Autoscaling DataPower Pods

The DataPower Operator supports both Horizontal and Vertical pod autoscalers to scale DataPower pods based on memory and CPU.

Background

Pod autoscaling is a very common way of optimizing resource utilization in a Kubernetes cluster. There are two ways of autoscaling.

Horizontal Pod Autoscaling (HPA)

In this method, pods are added or removed based on current resource utilization. For e.g when average memory utilization across existing pods is above certain level say 90%, horizontal scaling will add new pods in order to bring down the average utilization to the target value 90%. Similarly, when resource utilization is lower than the target, pods will be removed in order to bring the utilization back up to target level. For more information on how horizontal pod autoscaling works, please look at Horizontal Pod Autoscaler.
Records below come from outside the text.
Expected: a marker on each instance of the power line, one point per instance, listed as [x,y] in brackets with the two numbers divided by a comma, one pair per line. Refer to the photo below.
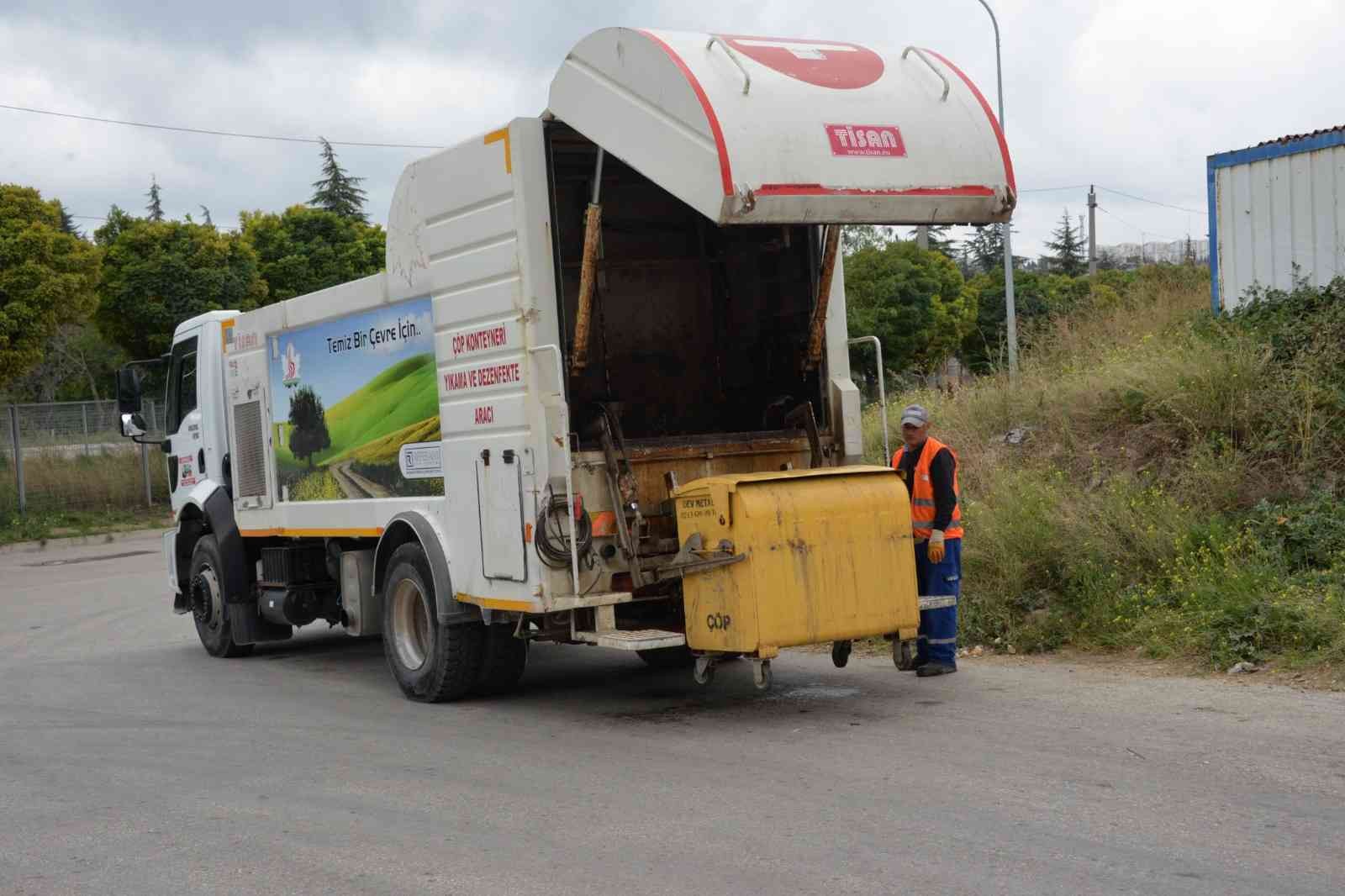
[1082,186]
[1190,212]
[1120,192]
[219,134]
[1142,230]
Vertical Pod Autoscaling (VPA)

This method of scaling does not affect the number of pods. Instead, it affects the resources made available to existing pods. For e.g when a pod is consuming all of its current memory limit, vertical scaling will automatically increase the limit. Similarly, if the pod is not using much of its resource limit, it will automatically decrease the limit for the pods and thus freeing up those unused resources. For more information on how vertical pod autoscaling works, please look at Vertical Pod Autoscaler.

Details

DataPower Operator is adding support for HPA and VPA by exposing a limited set of fields in DataPowerService custom resource. Please see the API docs for specific details on these fields. CPU and memory are the only metrics currently supported for scaling.

Due to a limitation on VPA, one cannot enable both HPA and VPA simultaneously in a cluster. Hence, users are required to choose a scaling method by specifying podAutoScaling.method field to either HPA or VPA. Pod auto scaling can be disabled by either removing podAutoscaling group from DataPowerService custom resource or by setting podAutoScaling.method to None.

One can choose to enable scaling on memory or CPU or both. This is controlled by the settings for HPA and VPA as explained below.

HPA example

To enable horizontal scaling of DataPower Pods on both memory and CPU:

apiVersion: datapower.ibm.com/v1beta3
kind: DataPowerService
metadata:
  name: example-dpservice
spec:
  podAutoScaling:
    method: HPA
    hpa:
      targetCPUUtilizationPercentage: 90
      targetMemoryUtilizationPercentage: 80
      maxReplicas: 6
      minReplicas: 2

The above example attempts to maintain CPU usage at 90% and memory usage at 80% with a limit of maximum 6 pods. When CPU utilization goes above 90%, new pods will be created upto a maximum of 6. When CPU utilization falls below 90%, one or more pods will be removed to maintain CPU utilization at 90%. Similar logic is used for maintaining memory utilization. When targetCPUUtilizationPercentage is not specified or set to 0, CPU scaling is disabled. Similarly, when targetMemoryUtilizationPercentage is not specified or set to 0, memory scaling is disabled. Value specified in minReplicas field acts as a floor for replica count in horizontal scaling. This means, at any point in time, total number of DataPower pods will not be lower than the minReplicas.

VPA example

To enable vertical scaling of DataPower Pods on both memory and CPU:

apiVersion: datapower.ibm.com/v1beta3
kind: DataPowerService
metadata:
  name: example-dpservice
spec:
  podAutoScaling:
    method: VPA
    vpa:
      maxAllowedCPU: 8
      maxAllowedMemory: 16Gi

The above example allows a maximum limit of 8 CPU cores and 16GB memory per DataPower pod. When current memory utilization of DataPower container exceeds the resource limit for memory specified in pod.yaml, vertical pod autoscaler will automatically increase the resource limit accordingly and restart the corresponding DataPower Pod. It will not increase the limit beyond maxAllowedMemory. Similar logic is used when increasing CPU limit. Values specified in Resources.Request in DataPowerService custom resource acts as a floor for vertical scaling. In other words, when utilization stays low, vertical pod autoscaling will lower the resource limits up to but not lower than what was specified in Resources.Request.

Note: Prior to enabling VPA, ensure that the installation prerequisites have been met.

Managed resources

When either HPA or VPA are enabled via the DataPowerService podAutoScaling API, the DataPower Operator will create and manage the underlying HPA or VPA Kubernetes resources. Similar to the StatefulSet, these resources are considered managed resources owned by the operator, and they should not be modified by the user.

When VPA is enabled and configured, the DataPower Operator creates the VPA resource with the update mode set to Off, which means that VPA recommendations are written to the VPA resource but not automatically applied to the target by the autoscaler. This is by design, as the DataPower Operator reads the recommendations from the VPA resource during reconciliation, and applies the updates to the DataPower StatefulSet by modifying the resources in the pod template spec. This is to ensure that recommendations from VPA meet the resource constraints of DataPower containers, such as only supporting whole CPU core counts.

External autoscalers

The use of external autoscalers against the DataPowerService or managed StatefulSet is not supported.